A valuable and long-term employee has confidentially revealed to you that he or she is not who he or she claimed to be when originally hired. Since 2012, this scenario is occurring more frequently in part as a result of the Deferred Action for Childhood Arrivals or DACA program. On June 15, 2012, the Secretary of Homeland Security announced that certain individuals who entered the United States illegally as children may apply for deferred action allowing them remain in the US without fear of removal for a period of two years, subject to renewal. DACA does not provide lawful status, but it can provide temporary employment authorization.
When an employer learns that an employee’s identity is different from that previously used to complete the form I-9, the employer can retain the employee or terminate the employee for violating company policy, assuming the existence of applicable and equally applied policy. If the employer retains the employee, the employer should complete a new I-9 for the employee using the new credentials, but include the original date of hire in Section 2 of the new I-9 form. An employer should then attach the new I-9 to the old I-9 and include a brief written explanation for the change. The employer should also attach copies of the new credentials, assuming it does so consistently for all employees.

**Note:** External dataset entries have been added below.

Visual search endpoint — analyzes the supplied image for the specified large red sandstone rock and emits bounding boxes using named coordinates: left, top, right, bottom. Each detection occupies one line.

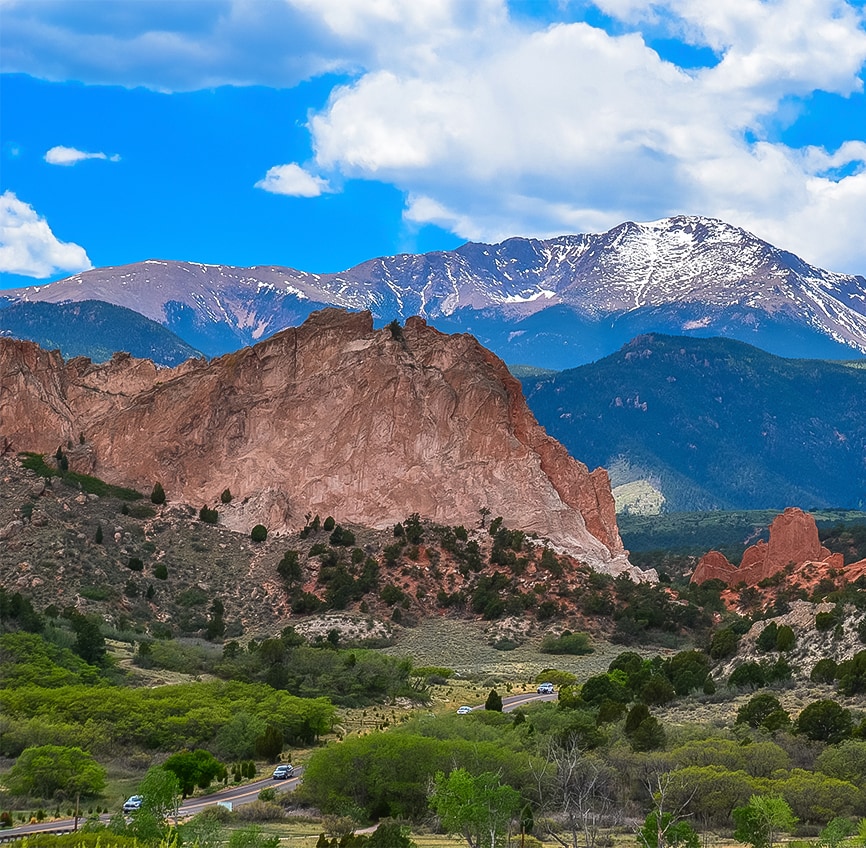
left=690, top=550, right=739, bottom=585
left=1, top=309, right=650, bottom=579
left=691, top=507, right=842, bottom=586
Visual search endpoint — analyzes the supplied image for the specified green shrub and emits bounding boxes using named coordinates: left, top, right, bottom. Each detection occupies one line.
left=539, top=630, right=593, bottom=655
left=795, top=699, right=853, bottom=743
left=775, top=624, right=796, bottom=651
left=736, top=693, right=787, bottom=728
left=199, top=505, right=219, bottom=524
left=729, top=661, right=766, bottom=689
left=277, top=550, right=302, bottom=584
left=710, top=627, right=740, bottom=660
left=329, top=526, right=355, bottom=546
left=815, top=611, right=837, bottom=631
left=535, top=669, right=577, bottom=687
left=484, top=689, right=503, bottom=711
left=810, top=657, right=838, bottom=683
left=153, top=564, right=168, bottom=580
left=380, top=584, right=406, bottom=606
left=221, top=488, right=233, bottom=504
left=151, top=482, right=166, bottom=505
left=251, top=525, right=268, bottom=543
left=756, top=622, right=778, bottom=652
left=639, top=675, right=676, bottom=706
left=412, top=666, right=454, bottom=679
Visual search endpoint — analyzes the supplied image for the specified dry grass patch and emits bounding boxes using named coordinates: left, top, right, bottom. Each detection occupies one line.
left=381, top=618, right=664, bottom=680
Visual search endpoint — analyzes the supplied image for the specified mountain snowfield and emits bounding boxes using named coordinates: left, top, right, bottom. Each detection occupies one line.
left=3, top=215, right=865, bottom=366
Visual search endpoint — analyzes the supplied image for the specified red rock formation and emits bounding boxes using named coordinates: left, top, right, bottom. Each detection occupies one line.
left=691, top=550, right=739, bottom=585
left=691, top=507, right=845, bottom=587
left=1, top=309, right=648, bottom=578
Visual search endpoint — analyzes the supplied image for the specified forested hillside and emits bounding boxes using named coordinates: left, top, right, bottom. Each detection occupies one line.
left=523, top=335, right=866, bottom=511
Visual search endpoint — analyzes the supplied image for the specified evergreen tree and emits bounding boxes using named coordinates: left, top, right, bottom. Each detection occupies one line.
left=485, top=689, right=503, bottom=712
left=255, top=725, right=284, bottom=762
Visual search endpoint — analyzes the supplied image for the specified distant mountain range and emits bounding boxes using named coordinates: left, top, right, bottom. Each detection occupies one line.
left=522, top=334, right=866, bottom=512
left=0, top=300, right=201, bottom=365
left=2, top=216, right=865, bottom=367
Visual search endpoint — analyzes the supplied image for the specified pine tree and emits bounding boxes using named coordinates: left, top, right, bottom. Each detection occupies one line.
left=485, top=689, right=503, bottom=711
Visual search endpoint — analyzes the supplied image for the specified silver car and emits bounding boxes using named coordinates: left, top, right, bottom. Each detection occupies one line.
left=123, top=795, right=143, bottom=813
left=272, top=764, right=295, bottom=779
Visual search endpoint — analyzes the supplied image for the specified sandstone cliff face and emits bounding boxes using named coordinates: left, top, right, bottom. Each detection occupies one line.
left=691, top=507, right=845, bottom=586
left=1, top=309, right=647, bottom=578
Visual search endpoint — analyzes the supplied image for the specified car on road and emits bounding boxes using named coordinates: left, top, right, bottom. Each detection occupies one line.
left=456, top=705, right=474, bottom=714
left=123, top=795, right=143, bottom=813
left=272, top=764, right=295, bottom=779
left=536, top=682, right=555, bottom=694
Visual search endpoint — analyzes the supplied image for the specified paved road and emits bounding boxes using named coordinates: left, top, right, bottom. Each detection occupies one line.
left=1, top=693, right=555, bottom=840
left=501, top=691, right=558, bottom=711
left=455, top=691, right=557, bottom=713
left=0, top=769, right=304, bottom=841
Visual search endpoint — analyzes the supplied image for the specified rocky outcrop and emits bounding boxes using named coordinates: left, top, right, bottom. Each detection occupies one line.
left=1, top=309, right=649, bottom=579
left=690, top=550, right=739, bottom=585
left=691, top=507, right=845, bottom=586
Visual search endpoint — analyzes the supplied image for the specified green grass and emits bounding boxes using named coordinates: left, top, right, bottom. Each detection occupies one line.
left=19, top=453, right=143, bottom=501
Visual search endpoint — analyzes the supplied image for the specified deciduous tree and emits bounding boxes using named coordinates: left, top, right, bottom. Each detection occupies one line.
left=430, top=768, right=521, bottom=848
left=733, top=794, right=797, bottom=848
left=6, top=744, right=106, bottom=799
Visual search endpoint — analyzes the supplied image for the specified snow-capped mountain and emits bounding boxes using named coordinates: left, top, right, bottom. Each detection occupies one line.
left=2, top=216, right=865, bottom=366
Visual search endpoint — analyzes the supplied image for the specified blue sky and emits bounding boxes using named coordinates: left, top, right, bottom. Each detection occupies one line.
left=2, top=0, right=866, bottom=290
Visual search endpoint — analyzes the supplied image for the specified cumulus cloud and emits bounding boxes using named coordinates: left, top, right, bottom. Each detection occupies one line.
left=255, top=163, right=331, bottom=197
left=304, top=1, right=866, bottom=271
left=0, top=191, right=92, bottom=278
left=44, top=146, right=121, bottom=166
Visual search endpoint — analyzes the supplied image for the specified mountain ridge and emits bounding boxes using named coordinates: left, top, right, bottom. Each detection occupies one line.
left=521, top=333, right=866, bottom=512
left=3, top=215, right=864, bottom=365
left=0, top=299, right=202, bottom=365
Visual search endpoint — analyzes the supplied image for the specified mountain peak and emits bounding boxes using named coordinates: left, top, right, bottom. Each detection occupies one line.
left=2, top=215, right=864, bottom=366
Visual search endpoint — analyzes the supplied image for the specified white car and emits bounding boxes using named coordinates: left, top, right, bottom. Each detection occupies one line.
left=456, top=705, right=474, bottom=714
left=123, top=795, right=143, bottom=813
left=537, top=682, right=555, bottom=694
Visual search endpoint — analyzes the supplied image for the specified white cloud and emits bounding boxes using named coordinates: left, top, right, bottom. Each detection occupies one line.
left=304, top=2, right=866, bottom=272
left=44, top=146, right=121, bottom=166
left=255, top=163, right=331, bottom=197
left=0, top=191, right=92, bottom=278
left=0, top=0, right=504, bottom=90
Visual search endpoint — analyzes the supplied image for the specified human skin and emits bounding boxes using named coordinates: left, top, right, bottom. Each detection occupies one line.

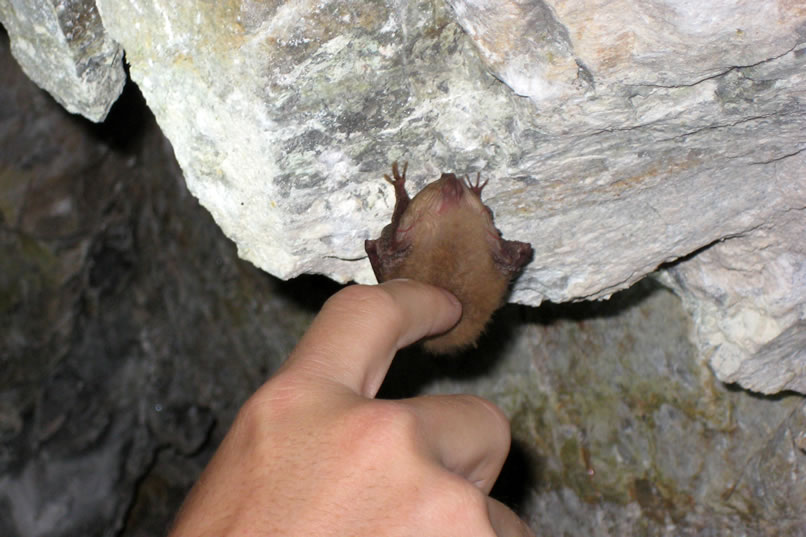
left=167, top=279, right=534, bottom=537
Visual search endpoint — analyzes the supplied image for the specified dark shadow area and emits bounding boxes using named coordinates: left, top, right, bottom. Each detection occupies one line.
left=272, top=273, right=346, bottom=314
left=527, top=276, right=666, bottom=326
left=723, top=381, right=800, bottom=402
left=491, top=437, right=545, bottom=515
left=379, top=308, right=521, bottom=399
left=86, top=72, right=152, bottom=153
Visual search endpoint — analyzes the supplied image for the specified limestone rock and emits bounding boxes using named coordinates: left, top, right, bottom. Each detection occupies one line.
left=661, top=207, right=806, bottom=395
left=12, top=0, right=804, bottom=394
left=0, top=0, right=125, bottom=121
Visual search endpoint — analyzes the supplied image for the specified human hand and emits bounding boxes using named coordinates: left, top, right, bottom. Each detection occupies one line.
left=168, top=280, right=534, bottom=537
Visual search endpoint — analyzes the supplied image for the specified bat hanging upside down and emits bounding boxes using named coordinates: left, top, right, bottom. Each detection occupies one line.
left=365, top=162, right=533, bottom=354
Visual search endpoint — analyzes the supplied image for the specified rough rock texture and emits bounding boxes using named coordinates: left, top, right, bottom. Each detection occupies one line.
left=0, top=0, right=125, bottom=121
left=661, top=209, right=806, bottom=395
left=1, top=32, right=805, bottom=536
left=81, top=0, right=806, bottom=394
left=2, top=1, right=805, bottom=395
left=389, top=280, right=806, bottom=536
left=85, top=0, right=806, bottom=294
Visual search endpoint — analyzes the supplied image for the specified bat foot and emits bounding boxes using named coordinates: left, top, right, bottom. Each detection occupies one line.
left=464, top=172, right=488, bottom=196
left=384, top=161, right=408, bottom=187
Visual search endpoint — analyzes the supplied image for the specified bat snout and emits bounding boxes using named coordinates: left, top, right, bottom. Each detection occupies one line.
left=438, top=173, right=466, bottom=209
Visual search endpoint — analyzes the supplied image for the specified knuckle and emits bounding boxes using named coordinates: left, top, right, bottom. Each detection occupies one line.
left=450, top=482, right=488, bottom=513
left=431, top=477, right=493, bottom=530
left=235, top=374, right=318, bottom=441
left=339, top=401, right=421, bottom=454
left=231, top=391, right=281, bottom=446
left=239, top=383, right=292, bottom=422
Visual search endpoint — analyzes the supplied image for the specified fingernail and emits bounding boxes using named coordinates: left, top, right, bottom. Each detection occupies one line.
left=441, top=288, right=462, bottom=310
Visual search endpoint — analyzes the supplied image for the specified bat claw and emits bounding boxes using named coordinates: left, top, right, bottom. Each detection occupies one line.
left=465, top=172, right=488, bottom=195
left=385, top=161, right=408, bottom=186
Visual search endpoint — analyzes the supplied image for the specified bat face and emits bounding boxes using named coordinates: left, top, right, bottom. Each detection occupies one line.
left=365, top=162, right=533, bottom=354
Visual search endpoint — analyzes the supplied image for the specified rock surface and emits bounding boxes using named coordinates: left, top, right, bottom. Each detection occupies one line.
left=86, top=0, right=806, bottom=296
left=0, top=0, right=125, bottom=121
left=1, top=32, right=805, bottom=536
left=391, top=280, right=806, bottom=536
left=92, top=0, right=806, bottom=393
left=4, top=1, right=804, bottom=394
left=662, top=208, right=806, bottom=394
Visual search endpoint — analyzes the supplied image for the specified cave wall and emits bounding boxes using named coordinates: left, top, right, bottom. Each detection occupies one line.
left=2, top=2, right=806, bottom=536
left=2, top=0, right=805, bottom=395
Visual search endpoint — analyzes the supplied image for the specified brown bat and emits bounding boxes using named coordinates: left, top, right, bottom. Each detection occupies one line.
left=365, top=162, right=533, bottom=354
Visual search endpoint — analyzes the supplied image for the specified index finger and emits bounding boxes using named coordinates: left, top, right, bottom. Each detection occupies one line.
left=284, top=280, right=462, bottom=397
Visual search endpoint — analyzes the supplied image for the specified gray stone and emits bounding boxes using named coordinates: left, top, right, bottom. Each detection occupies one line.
left=86, top=0, right=806, bottom=297
left=87, top=0, right=806, bottom=394
left=0, top=0, right=125, bottom=121
left=662, top=207, right=806, bottom=394
left=386, top=280, right=806, bottom=535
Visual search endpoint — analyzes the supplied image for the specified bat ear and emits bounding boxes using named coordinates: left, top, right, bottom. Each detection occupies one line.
left=494, top=240, right=534, bottom=275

When preparing the new I-9 form, a DACA-authorized employee will complete Section I of the form, selecting that he or she is an alien authorized to work and will include the expiration date of the employment authorization card and provide his or her alien registration number (which appears on the card). Since the authorization will expire within two years, the employer will be required to re-verify the employee’s credentials to ensure continued employment authorization and should therefore calendar the expiration date at least 120 days prior to the expiration date, so that the employee has time to prepare and file a renewal application. Employers should note that the employee must provide the physical card and not a receipt notice from the USCIS to continue working.